In September 2008, he designed the costumes for the world premiere of the opera La Celestina by musician Joaquín Nin-Culmell, premiered at the Teatro de la Zarzuela in Madrid. He died on May 21, 2020 due to cancer.

==Selected works==
- Croniques a Llapis (2007) – fiction series based on the history of Catalonia of the 19th and 20th centuries
- Montecristo 1941 (Edicions de Ponent) was a graphic novel based on Alexandre Dumas' work. It is set in Barcelona in the time of Francisco Franco beginning in 1941 and ending with the return of Josep Tarradellas.
- El Guepard 1970 (2008) is based on Giuseppe di Lampedusa's work. It examines Spain's transition to democracy, concluding with the failed coup d'état of Antonio Tejero in 1981.
- Barcelona 1931 (L'Educació Sentimental, 2009) is an adaptation of Gustave Flaubert's work. It is set in republican and revolutionary Barcelona and tells the story of Frederic Morell, a student of laws.
- El Quart Poder (2010) is an adaptation of Guy de Maupassant's Bel Ami.

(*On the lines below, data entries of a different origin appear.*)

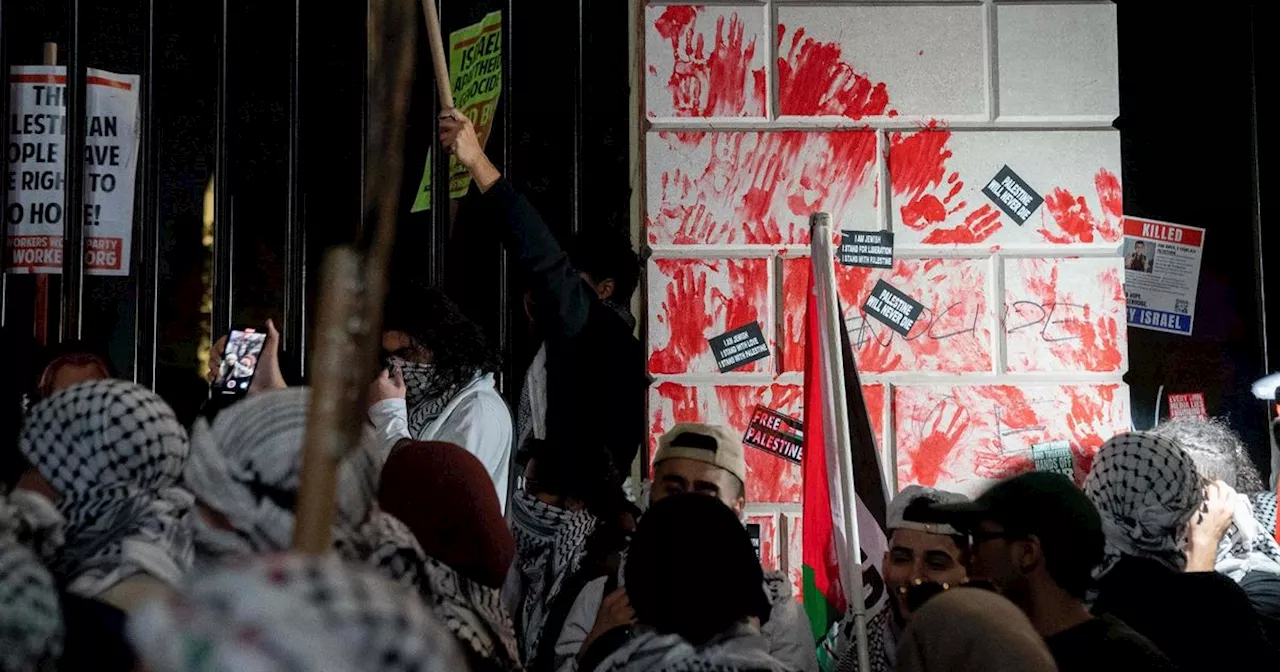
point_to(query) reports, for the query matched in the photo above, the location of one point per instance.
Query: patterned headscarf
(292, 613)
(247, 466)
(1146, 489)
(474, 613)
(743, 649)
(113, 451)
(551, 543)
(31, 621)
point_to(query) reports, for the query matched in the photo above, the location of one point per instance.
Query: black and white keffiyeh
(743, 649)
(426, 393)
(1146, 488)
(113, 451)
(292, 613)
(551, 543)
(247, 467)
(31, 621)
(472, 612)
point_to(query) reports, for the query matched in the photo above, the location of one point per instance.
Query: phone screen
(240, 361)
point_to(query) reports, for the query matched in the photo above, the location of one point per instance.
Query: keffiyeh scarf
(743, 649)
(113, 451)
(1146, 488)
(426, 393)
(292, 613)
(247, 467)
(551, 543)
(31, 622)
(1246, 547)
(474, 613)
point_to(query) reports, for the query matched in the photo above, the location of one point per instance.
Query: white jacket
(476, 419)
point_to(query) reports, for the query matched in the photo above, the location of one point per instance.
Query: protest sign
(1188, 406)
(868, 248)
(36, 169)
(1055, 457)
(475, 77)
(775, 433)
(892, 307)
(739, 347)
(1013, 195)
(1161, 275)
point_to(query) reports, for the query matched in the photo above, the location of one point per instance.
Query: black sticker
(775, 433)
(1014, 196)
(1055, 457)
(892, 307)
(739, 347)
(868, 248)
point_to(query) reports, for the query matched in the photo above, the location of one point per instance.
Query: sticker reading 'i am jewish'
(739, 347)
(868, 248)
(1013, 195)
(888, 305)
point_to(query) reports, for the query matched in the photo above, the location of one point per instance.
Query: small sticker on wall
(892, 307)
(1055, 457)
(1188, 406)
(775, 433)
(1013, 195)
(740, 347)
(867, 248)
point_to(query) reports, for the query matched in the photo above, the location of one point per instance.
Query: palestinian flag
(824, 599)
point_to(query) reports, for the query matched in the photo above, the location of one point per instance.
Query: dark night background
(1187, 122)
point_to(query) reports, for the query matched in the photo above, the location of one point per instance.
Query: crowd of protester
(133, 540)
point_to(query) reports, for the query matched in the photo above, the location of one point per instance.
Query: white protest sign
(36, 161)
(1161, 263)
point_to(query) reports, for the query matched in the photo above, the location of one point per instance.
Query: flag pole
(837, 424)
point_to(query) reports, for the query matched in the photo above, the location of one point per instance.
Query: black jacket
(595, 369)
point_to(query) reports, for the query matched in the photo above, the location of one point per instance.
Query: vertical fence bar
(73, 196)
(147, 242)
(4, 163)
(295, 242)
(220, 319)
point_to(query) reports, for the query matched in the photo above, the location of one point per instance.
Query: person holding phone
(438, 384)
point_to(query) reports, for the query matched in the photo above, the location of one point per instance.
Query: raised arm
(563, 298)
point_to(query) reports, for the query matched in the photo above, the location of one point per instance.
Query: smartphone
(240, 361)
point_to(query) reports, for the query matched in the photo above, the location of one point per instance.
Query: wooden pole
(40, 311)
(352, 288)
(438, 62)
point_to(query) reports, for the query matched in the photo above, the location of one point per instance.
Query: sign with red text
(1188, 406)
(1161, 274)
(775, 433)
(36, 169)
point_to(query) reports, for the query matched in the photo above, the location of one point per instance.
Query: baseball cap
(713, 444)
(1047, 506)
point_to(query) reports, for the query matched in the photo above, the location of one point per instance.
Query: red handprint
(944, 428)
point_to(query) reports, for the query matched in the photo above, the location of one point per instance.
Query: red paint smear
(685, 316)
(1075, 219)
(814, 81)
(979, 225)
(723, 76)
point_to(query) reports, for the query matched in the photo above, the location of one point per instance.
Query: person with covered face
(438, 382)
(924, 556)
(704, 460)
(108, 455)
(292, 612)
(1036, 538)
(1151, 501)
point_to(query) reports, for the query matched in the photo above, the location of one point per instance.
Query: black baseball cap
(1042, 504)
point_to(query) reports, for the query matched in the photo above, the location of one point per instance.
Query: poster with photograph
(1161, 263)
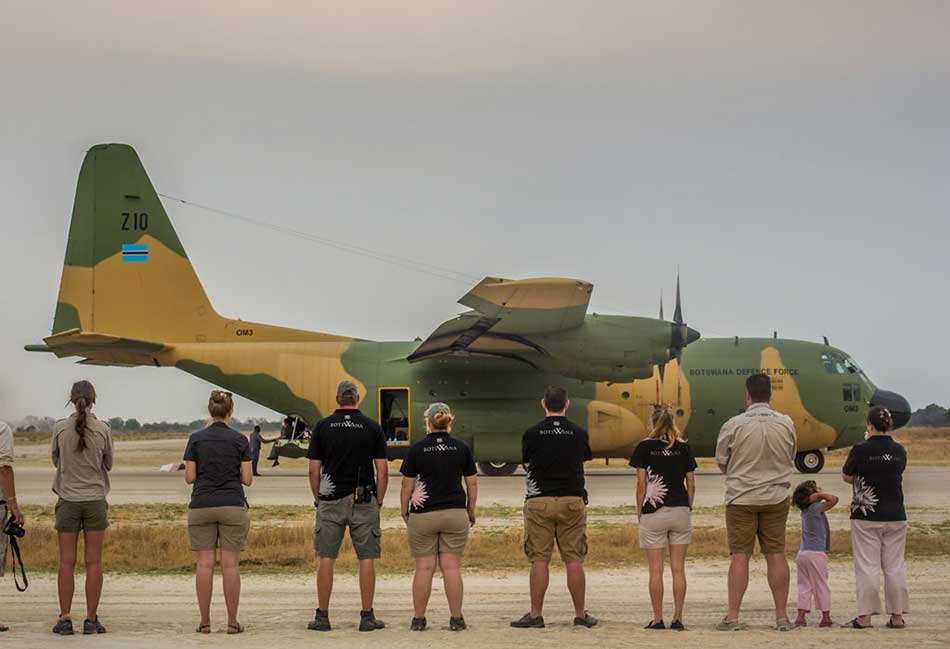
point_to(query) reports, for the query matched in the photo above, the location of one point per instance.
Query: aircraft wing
(504, 312)
(100, 349)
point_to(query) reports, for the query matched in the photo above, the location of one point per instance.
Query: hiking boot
(90, 627)
(587, 621)
(368, 621)
(528, 622)
(321, 621)
(63, 627)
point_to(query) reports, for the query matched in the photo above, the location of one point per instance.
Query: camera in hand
(13, 529)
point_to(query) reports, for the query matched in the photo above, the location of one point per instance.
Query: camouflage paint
(526, 334)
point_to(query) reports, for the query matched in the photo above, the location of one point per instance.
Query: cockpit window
(836, 363)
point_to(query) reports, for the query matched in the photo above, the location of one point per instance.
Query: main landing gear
(810, 461)
(496, 469)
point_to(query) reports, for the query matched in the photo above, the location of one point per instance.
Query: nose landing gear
(810, 461)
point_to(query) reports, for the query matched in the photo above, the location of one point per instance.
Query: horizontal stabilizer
(101, 349)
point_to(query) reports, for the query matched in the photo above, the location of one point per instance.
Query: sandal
(854, 624)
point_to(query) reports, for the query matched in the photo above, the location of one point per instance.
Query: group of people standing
(349, 474)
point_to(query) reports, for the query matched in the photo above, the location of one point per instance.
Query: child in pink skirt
(812, 559)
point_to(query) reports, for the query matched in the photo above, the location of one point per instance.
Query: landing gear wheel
(810, 461)
(496, 469)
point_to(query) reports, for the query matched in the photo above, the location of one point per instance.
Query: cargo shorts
(549, 520)
(332, 519)
(75, 517)
(745, 523)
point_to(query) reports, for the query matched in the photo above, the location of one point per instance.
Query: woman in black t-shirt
(217, 464)
(875, 470)
(437, 512)
(665, 465)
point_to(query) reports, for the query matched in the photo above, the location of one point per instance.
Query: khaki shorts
(74, 517)
(440, 532)
(666, 526)
(334, 516)
(210, 527)
(767, 522)
(549, 520)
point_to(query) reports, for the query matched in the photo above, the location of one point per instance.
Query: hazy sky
(791, 158)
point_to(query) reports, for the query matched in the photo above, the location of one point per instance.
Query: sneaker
(587, 621)
(368, 621)
(528, 622)
(90, 627)
(321, 621)
(63, 627)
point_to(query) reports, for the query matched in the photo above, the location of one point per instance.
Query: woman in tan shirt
(82, 454)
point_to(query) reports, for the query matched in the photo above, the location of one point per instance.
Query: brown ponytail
(82, 396)
(220, 404)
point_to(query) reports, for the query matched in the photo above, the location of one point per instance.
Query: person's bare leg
(66, 578)
(738, 583)
(778, 574)
(325, 583)
(422, 584)
(367, 583)
(231, 576)
(93, 558)
(678, 568)
(451, 566)
(655, 564)
(577, 587)
(538, 585)
(204, 583)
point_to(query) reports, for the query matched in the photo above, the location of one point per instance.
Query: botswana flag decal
(134, 252)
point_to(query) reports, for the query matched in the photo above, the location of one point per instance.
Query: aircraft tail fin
(127, 277)
(126, 272)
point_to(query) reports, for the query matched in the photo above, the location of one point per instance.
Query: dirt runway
(160, 612)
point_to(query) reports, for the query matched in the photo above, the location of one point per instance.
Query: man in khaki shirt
(756, 452)
(8, 502)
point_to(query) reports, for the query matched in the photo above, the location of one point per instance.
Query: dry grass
(144, 540)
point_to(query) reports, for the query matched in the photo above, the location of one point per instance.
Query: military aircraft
(129, 296)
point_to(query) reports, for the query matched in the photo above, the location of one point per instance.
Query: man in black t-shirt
(555, 511)
(349, 473)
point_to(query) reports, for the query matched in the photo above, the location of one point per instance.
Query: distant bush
(931, 416)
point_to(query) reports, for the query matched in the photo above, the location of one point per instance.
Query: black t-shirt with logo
(666, 473)
(553, 453)
(877, 466)
(346, 443)
(438, 464)
(217, 452)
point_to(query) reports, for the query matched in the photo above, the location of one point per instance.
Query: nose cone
(898, 405)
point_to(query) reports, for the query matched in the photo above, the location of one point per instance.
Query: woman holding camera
(217, 464)
(82, 453)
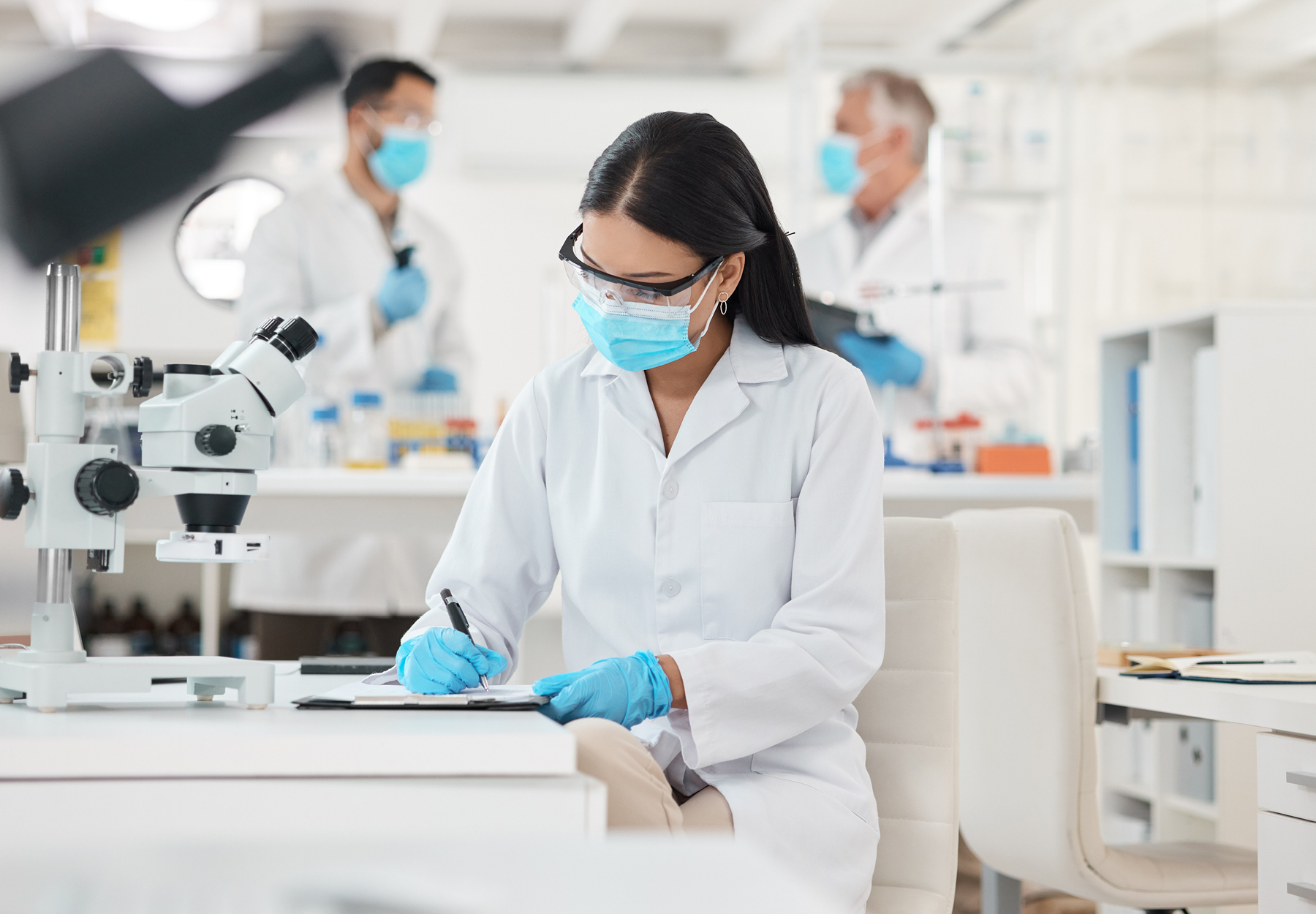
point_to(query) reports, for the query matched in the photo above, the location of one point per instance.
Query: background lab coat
(988, 368)
(322, 254)
(752, 554)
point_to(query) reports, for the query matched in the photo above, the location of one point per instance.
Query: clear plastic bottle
(368, 432)
(322, 437)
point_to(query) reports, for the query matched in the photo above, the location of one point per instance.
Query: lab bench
(428, 502)
(1286, 767)
(164, 764)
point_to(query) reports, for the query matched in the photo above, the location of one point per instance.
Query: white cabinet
(1286, 864)
(1202, 523)
(1286, 825)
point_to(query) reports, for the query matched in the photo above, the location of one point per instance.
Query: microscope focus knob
(105, 486)
(13, 494)
(18, 371)
(144, 376)
(216, 440)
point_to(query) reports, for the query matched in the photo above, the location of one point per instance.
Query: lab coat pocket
(745, 556)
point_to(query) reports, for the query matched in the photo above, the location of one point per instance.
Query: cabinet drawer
(1286, 864)
(1286, 776)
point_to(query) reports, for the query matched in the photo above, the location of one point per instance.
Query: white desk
(213, 771)
(377, 872)
(1286, 768)
(401, 501)
(1286, 708)
(429, 502)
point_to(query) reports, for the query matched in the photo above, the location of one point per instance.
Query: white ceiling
(1248, 39)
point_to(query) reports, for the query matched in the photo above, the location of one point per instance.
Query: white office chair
(907, 718)
(1028, 789)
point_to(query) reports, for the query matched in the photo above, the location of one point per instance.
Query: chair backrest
(1028, 697)
(907, 718)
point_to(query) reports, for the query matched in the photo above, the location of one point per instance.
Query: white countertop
(896, 485)
(169, 734)
(638, 874)
(1282, 706)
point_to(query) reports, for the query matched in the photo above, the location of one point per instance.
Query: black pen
(458, 618)
(1233, 662)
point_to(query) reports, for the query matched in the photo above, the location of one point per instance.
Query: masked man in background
(877, 258)
(379, 282)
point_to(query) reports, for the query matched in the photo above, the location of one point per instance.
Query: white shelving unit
(1258, 463)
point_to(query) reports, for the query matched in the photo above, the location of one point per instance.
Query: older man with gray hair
(877, 260)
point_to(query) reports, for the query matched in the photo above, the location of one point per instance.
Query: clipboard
(424, 703)
(365, 697)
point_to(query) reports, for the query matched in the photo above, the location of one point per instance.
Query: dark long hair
(691, 179)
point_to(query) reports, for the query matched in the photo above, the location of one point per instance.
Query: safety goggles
(603, 289)
(407, 119)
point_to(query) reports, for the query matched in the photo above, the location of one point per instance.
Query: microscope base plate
(49, 685)
(213, 548)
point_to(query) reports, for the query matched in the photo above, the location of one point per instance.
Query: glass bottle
(368, 432)
(322, 443)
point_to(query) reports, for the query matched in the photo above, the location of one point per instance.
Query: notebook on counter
(1274, 667)
(363, 695)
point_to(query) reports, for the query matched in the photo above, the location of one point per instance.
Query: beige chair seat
(1029, 798)
(1176, 868)
(894, 900)
(908, 721)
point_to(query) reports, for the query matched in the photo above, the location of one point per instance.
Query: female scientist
(708, 483)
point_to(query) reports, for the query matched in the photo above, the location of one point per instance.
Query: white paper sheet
(385, 690)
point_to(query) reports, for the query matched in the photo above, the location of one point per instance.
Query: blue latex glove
(882, 360)
(440, 662)
(623, 689)
(437, 379)
(401, 294)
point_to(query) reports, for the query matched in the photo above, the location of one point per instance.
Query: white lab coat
(987, 365)
(322, 254)
(752, 554)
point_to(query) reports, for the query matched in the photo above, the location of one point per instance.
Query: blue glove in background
(882, 360)
(441, 662)
(437, 379)
(401, 292)
(621, 689)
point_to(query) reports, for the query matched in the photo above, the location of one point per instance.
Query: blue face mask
(840, 159)
(401, 157)
(636, 336)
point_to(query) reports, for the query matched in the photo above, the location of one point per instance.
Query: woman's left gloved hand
(621, 689)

It is set in the 1920s Barcelona at the time of Miguel Primo de Rivera. It describes the world of the press, nocturnal life and canalla of the city.
- La Muntanya Magica (2011) is an adaption of Thomas Mann's work, set between 1900 and 1914.
- La Fira de les Vanitats (2012) is a revision of William Thackeray's Vanity Fair, set in the 1800s Barcelona.
- La Guerra dels Besavis (2013) is set in Catalonia in 1833. It is a story of love and war over a seven-year period, telling of "carlinda", "carlines" and "isabelins".
- Rauxa, la Catalunya Rebel, 1925 to 1931 (2014) is the story of "des Anées Folles", the exiles of Catalan to Paris during the reign of Miguel Primo de Rivera. A journalist, Pep Pubill must escape from Barcelona after a serious misunderstanding. He joins the Catalinist movement and journeys with Macià from the Prats-de-Mollo-la-Preste to Uruguay, Argentina, Cuba and New York City.
- Quan de tu S'Allunya, de l'ocupació de Paris a la caça de bruixes (2015). This story tells of the escape of Catalan people from German-occupied Paris in June 1940. It tells of the New York exiles such as "Met" Miravitlles, Fontsere (poster maker), "Shum" (anarchist cartoonist), Joaquim Maurin (founder of POUM) and the Pubils, the characters from Rauxa. In the United States, they find themselves under the threat of McCarthyism.
- Andreu Nin, siguiendo tus pasos (2016; editions in Catalan and Spanish), Andreu Nin immerses himself in the political and family life of Joaquim Maurin the Catalan revolutionary Marxist who founded POUM. Nin was assassinated in 1937 by Stalin's agents.
- Itaca (2016; edited by the Sant Jaume Cultural Society, Premià de Dalt) "The Odyssey” set in the Mediterranean of 1936. Designer of the costumes for the Don Juan musical, A Sangre y Fuego, with music by Mexican composer Antonio Calvo and under the artistic direction of Ignacio Garcia, which with Hispanic-Mexican production, premiered at the Luz Phillips theatre, Madrid on 6 October 2016.
- GARBO, El espía catalán que engañó a Hitler (2017; Trilita Ediciones; editions in Catalan and Spanish): This is a story of two Catalans, one fictional, Roger Corbella, and the other Joan Pujol “ Garbo”, a real person, who met at a young age while fighting in the terrible battle of the Ebro. Joan Pujol played an important role in the Second World War by deceiving Hitler into believing that the allied invasion would be in Calais and not Normandy.
- VERGÜENZA! (2018) "La grandeur touchée"
- EL NOI (2019) Salvador Seguí (El Noi del Sucre): Vida y muerte de un hombre libre.

== Graphic novels ==
- Els Nin (2004)
- Montecristo 1941 (2007)
- El Guepard1970 (2008)
- Barcelona 1931 (2009)
- El Quart Poder (2010)
- La Muntanya Magica (2011)
- La Fira de les Vanitats (2012)
- La Guerra dels Besavis (2013)
- Rauxa (2014)
- Quan de tu s' Allunya (2015)
- Itaca (2016)
- Andreu Nin (2016)
- Garbo, El espía catalán que engaño a Hitler (2017)
- Vergüenza! La grandeur touchée (2018)
- El Noi. (Salvador Seguí) Vida y muerte de un hombre libre (2019)

==Awards==
In 2003, Juste de Nin received the Catalan presidents' Antoni Gaudi medal for creativity.

In 2010, he received an inaugural Nautilus prize at Comic City, Badalona, for his contribution to Catalan comics.